Otto adalah veteran perang RI. Sebagai mantan prajurit PETA Otto menerima penghargaan jasa tiga bintang emas di era kepemimpinan Presiden Suharto (terdaftar dengan Nomor Pokok Veteran: 8.20.585[3]). Meski karier militernya sangat singkat hanya dua tahun (1944-1946), Otto pernah terlibat langsung dalam pertempuran fisik. Yang unik dari dirinya adalah meski berstatus sebagai tentara Otto tetap produktif menghasilkan karya-karya lukisan.[1]

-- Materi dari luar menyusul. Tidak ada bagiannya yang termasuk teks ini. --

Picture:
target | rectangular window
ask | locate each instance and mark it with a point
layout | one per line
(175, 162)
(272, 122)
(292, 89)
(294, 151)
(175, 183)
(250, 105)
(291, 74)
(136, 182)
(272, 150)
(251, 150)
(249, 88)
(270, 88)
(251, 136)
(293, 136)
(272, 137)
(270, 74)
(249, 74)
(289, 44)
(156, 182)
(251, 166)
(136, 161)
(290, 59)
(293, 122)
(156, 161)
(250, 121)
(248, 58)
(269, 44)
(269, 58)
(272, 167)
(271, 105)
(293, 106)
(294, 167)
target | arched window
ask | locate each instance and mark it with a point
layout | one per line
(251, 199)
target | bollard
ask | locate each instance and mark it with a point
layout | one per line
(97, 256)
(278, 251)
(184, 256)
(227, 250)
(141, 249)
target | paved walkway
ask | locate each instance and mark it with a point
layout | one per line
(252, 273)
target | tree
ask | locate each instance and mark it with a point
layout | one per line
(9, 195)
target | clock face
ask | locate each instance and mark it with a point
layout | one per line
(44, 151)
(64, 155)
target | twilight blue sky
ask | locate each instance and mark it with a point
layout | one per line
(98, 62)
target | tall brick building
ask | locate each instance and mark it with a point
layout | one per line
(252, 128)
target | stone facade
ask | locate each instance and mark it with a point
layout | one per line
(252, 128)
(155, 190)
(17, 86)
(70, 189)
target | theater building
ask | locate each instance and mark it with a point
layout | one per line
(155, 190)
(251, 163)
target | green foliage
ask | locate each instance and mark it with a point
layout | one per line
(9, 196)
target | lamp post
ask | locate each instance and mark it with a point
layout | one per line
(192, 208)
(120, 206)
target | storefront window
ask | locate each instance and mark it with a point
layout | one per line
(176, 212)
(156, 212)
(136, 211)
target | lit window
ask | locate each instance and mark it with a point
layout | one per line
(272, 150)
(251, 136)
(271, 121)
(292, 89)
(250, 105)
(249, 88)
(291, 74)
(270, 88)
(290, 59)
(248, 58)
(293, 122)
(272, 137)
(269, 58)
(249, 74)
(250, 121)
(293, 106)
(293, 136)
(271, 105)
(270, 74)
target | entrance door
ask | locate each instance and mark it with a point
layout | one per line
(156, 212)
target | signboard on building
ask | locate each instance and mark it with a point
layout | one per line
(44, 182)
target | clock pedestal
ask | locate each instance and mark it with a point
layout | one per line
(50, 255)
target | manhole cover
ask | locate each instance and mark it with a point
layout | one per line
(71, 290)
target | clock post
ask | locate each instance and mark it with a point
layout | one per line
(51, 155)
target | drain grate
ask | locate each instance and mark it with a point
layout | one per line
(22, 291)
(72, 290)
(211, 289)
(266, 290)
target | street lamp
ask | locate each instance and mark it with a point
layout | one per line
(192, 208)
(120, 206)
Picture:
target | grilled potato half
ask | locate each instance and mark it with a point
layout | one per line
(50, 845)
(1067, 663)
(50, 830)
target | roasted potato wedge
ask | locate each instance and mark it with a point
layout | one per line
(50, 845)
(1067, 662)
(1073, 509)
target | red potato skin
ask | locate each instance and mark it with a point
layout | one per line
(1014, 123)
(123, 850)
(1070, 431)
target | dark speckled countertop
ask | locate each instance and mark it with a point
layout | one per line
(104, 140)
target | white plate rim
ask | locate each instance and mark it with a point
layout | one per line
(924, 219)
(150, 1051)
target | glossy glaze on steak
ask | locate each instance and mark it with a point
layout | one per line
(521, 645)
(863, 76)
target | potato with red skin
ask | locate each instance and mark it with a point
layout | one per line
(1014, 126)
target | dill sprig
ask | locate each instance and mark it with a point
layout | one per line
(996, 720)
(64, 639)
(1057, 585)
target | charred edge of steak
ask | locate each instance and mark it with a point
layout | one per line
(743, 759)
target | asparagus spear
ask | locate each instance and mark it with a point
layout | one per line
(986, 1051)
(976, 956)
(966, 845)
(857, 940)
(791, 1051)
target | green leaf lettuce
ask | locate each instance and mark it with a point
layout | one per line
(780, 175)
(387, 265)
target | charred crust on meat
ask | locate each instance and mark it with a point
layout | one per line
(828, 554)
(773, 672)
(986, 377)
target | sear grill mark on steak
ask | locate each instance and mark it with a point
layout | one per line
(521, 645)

Ketika menjadi taruna saat mengikuti pelatihan militer PETA di Bogor, waktu-waktu istirahatnya selalu diisi dengan melukis. Menurutnya, melukis adalah salah satu cara agar dirinya tetap "waras" di kamp pelatihan. Bukannya apa-apa, latihan fisik di PETA itu sangat keras. Selama tiga bulan para kadet digembleng fisiknya siang malam dan terisolasi dari dunia luar. Seusai latihan mereka tidak bisa melakukan apa-apa kecuali istirahat lalu tidur. Namun, Otto memaksakan diri menggunakan waktu-waktu istirahatnya dengan melukis dan melukis. Ternyata para serdadu Jepang meminati karya-karya indah Otto. Semua lukisannya laku terjual. Bahkan ada beberapa yang dibawa ke Jepang untuk kemudian dijual disana.

Pada tanggal 29 Agustus 1945 Mayor Otto Djaya datang ke Asrama Mahasiswa STI (Sekolah Tinggi Islam), Balai Muslimin Indonesia di Jakarta. Tidak diketahui dalam rangka apa ia datang ke sana. Yang jelas, sebelum kedatangannya ada himbauan dari Subianto Djojohadikusumo selaku Ketua Umum PP STI kepada sesama pengurus, A. Karim Halim, agar mahasiswa STI menuliskan berbagai semboyan revolusi di trem, kereta api, bus, tembok-tembok gedung, dan di berbagai tempat strategis lainnya. Singkatnya, mengetahui latar belakang Mayor Otto adalah pelukis, Karim memintanya untuk menuliskan berbagai semboyan revolusi seperti himbauan tadi.[4]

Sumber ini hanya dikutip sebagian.